Final report of the first funding period 2013 - 2015
Prof. Dr. Glass (LMU München): "Mesenchymal stem cells modulate the Glioma progression"
Mesenchymal stem cells have been identified in previous studies by us and others as part of the GBM-stroma. The tumor stroma has in the past decade gained more and more attention and a whole range of GBM-interacting were characterized showing a virtually "organ-like" structure of these tumors. Crosstalk between tumor cells and tumor-associated non-neoplastic cells has significant influence on the resistance to treatment, expansion and invasiveness of GBM. In our current basic-science research project on the interaction of healthy brain cells (parenchymal cell) with GBM a series of in vitro experiments has demonstrated a pathological role of tumor-associated mesenchymal stem cells.
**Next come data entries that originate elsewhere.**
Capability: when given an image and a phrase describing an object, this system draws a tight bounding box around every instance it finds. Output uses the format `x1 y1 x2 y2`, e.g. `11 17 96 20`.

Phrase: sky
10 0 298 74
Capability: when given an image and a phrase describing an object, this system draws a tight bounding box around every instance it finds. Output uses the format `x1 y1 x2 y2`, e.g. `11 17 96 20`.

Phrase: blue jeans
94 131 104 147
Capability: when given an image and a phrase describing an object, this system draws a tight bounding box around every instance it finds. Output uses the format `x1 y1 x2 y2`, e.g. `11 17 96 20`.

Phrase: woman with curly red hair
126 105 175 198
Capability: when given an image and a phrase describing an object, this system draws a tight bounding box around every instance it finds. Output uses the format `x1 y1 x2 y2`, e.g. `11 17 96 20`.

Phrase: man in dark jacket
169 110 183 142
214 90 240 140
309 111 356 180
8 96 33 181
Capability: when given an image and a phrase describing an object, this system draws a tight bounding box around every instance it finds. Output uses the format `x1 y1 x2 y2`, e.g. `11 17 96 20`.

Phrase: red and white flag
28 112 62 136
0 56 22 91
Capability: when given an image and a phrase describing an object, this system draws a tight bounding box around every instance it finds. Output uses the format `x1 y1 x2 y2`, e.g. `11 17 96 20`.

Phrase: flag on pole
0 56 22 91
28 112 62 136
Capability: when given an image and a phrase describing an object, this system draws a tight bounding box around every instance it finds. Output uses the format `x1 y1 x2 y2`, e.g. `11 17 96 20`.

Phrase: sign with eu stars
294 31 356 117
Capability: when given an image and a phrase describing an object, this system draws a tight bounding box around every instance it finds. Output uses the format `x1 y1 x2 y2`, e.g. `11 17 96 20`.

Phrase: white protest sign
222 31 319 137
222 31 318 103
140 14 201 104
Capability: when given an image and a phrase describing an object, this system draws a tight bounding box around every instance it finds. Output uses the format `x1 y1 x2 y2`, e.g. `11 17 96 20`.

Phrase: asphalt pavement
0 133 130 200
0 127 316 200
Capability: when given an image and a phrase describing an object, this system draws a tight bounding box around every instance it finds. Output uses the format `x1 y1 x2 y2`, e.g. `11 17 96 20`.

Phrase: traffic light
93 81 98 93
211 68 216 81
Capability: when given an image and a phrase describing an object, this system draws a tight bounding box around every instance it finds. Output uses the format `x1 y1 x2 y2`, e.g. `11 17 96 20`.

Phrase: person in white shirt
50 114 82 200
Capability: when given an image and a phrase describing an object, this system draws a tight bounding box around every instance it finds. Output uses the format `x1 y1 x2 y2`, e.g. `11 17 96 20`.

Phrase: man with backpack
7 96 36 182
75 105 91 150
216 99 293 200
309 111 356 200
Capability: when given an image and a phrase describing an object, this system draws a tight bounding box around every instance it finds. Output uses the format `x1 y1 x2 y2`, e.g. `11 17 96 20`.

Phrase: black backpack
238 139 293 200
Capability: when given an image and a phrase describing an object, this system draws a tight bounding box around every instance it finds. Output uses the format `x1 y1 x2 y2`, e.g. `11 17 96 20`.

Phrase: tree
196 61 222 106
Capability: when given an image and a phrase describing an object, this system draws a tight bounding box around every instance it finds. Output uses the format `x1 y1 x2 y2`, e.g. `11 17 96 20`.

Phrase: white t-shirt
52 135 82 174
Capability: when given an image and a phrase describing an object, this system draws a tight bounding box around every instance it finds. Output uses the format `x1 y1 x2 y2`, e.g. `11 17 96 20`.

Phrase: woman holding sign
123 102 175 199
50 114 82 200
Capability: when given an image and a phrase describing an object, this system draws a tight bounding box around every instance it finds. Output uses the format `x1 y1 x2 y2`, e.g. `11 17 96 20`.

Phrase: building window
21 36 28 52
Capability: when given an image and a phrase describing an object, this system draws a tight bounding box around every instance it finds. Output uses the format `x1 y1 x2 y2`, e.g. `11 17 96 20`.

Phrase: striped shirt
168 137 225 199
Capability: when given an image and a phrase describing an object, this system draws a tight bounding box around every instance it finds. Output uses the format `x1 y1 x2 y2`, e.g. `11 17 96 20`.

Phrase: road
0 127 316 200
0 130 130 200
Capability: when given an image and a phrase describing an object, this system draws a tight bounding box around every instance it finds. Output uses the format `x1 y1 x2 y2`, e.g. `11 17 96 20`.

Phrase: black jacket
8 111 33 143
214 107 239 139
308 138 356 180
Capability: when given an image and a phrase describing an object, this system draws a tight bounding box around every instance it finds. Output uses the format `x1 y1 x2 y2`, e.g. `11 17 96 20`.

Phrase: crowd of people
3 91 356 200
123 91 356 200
Under physiological conditions mesenchymal stem cells e.g. contribute to the coordination of immune- and regenerative-responses in peripheral organs in. The role of mesenchymal stem cells in the brain, however, is largely unknown. Our data on cultured mesenchymal stem cells and GBM cells showed that the mesenchymal stem cells release soluble factors as well as membranous vesicles (microvesicles) and thereby induce distinct physiological responses in glioblastoma cells. The soluble factors affect the viability of GBM cells and support tumor cell expansion especially under stringent (serum-free) culture-conditions. The microvesicles from the mesenchymal stem cells carry messengers such as mRNA, which lead to altered gene expression in cells taking up these vesicles. By means of this vesicle-based signal transduction the mesenchymal stem cells impact on the differentiation-state and the adhesiveness of GBM cells. To elucidate the molecular basis of these two signaling pathways (mediated by soluble factors and microvesicles from mesenchymal stem cells) we have collected gene expression profiles of GBM cells after stimulation with the respective components from the cell culture medium of mesenchymal stem cells. We identified a number of genes and epigenetic modulators in glioblastoma cells and in mesenchymal stem cell-derived microvesicles that can explain the pathological effects of mesenchymal stem cell and GBM interactions. These newly-identified candidate genes were directly manipulated (using molecular biology techniques) and proved to be responsible for distinct tumor traits in GBM. Through these experiments, we now have a much clearer picture of the molecular basis of the tumor-modulating properties of mesenchymal stem cells and commence to generate strategies for pharmacological inhibition of pro-tumorigenic properties of mesenchymal stem cells in brain tumors. All in all, our in vitro studies lay the foundations for new mesenchymal stem cell-targeting adjuvant therapies in glioblastomas. With our current funding by the Anni-Hofmann Foundation we have the opportunity to extent our studies to in vivo models and to define new treatments against the pro-tumorigenic mesenchymal stem cells in GBM.